Il giorno dopo trasporta a braccia il feretro per l’esposizione nell’atrio del palazzo di giustizia, delle due salme: Giovanni Falcone e Francesca Morvillo. Si rivolge ai colleghi: “Chi vuol andare via da questa procura può farlo. Chi resta sappia che questo è il destino, il futuro è quello”.
Giovanni Falcone a cinquantatré anni è il più famoso giudice antimafia del mondo, quello che ha svelato e distrutto Cosa nostra, a Palermo e a New York. Aveva lasciato Palermo dove la sua vita era in pericolo, dopo la scoperta di un attentato con esplosivo piazzato davanti alla villa affittata per le vacanze, nel 1989. Chiamato dal ministro Claudio Martelli a Roma come ispettore generale degli istituti di prevenzione e pena. È il principale riferimento del procuratore distrettuale antimafia di New York, Rudolph Giuliani e del capo dell’Fbi Louis Freeh. Falcone sta per diventare procuratore nazionale antimafia, con poteri di coordinamento di tutte le inchieste, creazione di un archivio centralizzato, maggiori poteri di intervento e uso della Dia (Direzione investigativa antimafia), nuova formazione esplicitamente dedicata alla lotta alla mafia.
La nomina è possibile, ma non sicura. All’interno del Csm Falcone ha ancora molti nemici, sia a sinistra sia a destra. Alla Corte di cassazione sicuramente non lo amano. Il famoso e potentissimo giudice Corrado Carnevale, in conversazioni telefoniche con colleghi, non smette di insultare Falcone e Borsellino, anche da morti, applaudendo alla furbizia della mafia che insieme a lui è riuscita a uccidere anche la moglie di Giovanni.
Falcone viene ricordato anche al palazzo di giustizia di Milano (la sede della popolarissima inchiesta Mani pulite), ma una giovane magistrata, Ilda Boccassini, interrompe il clima di composta commemorazione, accusando i famosi colleghi di aver sempre osteggiato Falcone e la sua azione.

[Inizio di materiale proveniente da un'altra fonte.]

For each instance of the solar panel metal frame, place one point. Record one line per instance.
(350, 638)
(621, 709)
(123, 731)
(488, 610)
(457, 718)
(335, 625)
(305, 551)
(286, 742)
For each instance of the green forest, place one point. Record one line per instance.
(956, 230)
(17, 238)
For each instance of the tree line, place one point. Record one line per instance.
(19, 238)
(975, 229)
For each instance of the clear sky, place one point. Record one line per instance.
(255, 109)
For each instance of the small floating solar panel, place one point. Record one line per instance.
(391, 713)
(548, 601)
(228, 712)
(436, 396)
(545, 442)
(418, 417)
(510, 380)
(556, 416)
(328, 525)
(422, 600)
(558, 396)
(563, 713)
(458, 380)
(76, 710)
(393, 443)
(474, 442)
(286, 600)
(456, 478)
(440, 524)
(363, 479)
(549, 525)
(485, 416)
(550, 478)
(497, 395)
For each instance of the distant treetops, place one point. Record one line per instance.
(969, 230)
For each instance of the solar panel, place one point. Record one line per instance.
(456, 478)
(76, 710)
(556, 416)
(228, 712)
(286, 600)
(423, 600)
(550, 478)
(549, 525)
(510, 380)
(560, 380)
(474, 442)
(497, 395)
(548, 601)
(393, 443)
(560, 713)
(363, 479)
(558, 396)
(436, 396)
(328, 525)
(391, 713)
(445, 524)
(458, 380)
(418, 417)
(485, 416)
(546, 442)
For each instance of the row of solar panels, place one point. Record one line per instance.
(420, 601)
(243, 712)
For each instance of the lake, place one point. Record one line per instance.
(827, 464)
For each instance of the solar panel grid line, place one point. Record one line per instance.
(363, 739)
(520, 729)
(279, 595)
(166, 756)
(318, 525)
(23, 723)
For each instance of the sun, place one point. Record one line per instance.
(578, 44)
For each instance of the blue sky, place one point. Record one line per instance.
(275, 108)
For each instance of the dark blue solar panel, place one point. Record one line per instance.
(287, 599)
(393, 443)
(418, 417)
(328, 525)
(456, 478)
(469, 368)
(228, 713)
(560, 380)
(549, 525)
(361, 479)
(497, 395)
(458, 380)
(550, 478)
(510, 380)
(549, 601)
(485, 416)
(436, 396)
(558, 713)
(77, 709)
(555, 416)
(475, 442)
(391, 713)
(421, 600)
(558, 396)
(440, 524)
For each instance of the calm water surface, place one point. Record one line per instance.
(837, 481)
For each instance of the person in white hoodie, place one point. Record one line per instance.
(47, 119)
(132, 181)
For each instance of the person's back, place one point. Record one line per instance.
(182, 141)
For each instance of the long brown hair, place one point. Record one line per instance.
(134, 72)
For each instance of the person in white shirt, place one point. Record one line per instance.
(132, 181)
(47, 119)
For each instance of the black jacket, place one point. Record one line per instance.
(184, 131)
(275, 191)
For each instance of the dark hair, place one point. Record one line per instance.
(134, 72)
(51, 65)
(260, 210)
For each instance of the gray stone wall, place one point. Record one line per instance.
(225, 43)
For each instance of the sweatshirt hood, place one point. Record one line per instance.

La società italiana è traumatizzata dalla notizia dell’attentato, la Rai impone di non interrompere i programmi di intrattenimento, per non alimentare il panico. Tramontano le ultime possibilità per Giulio Andreotti di diventare presidente della repubblica. Il 25 maggio, a sorpresa, viene eletto presidente Oscar Luigi Scalfaro, democristiano senza correnti, di Novara.
Palermo si riempie di lenzuola bianche appesi ai balconi, segno di resistenza. Poliziotti e magistrati accusano i loro vertici di essere collusi con la mafia.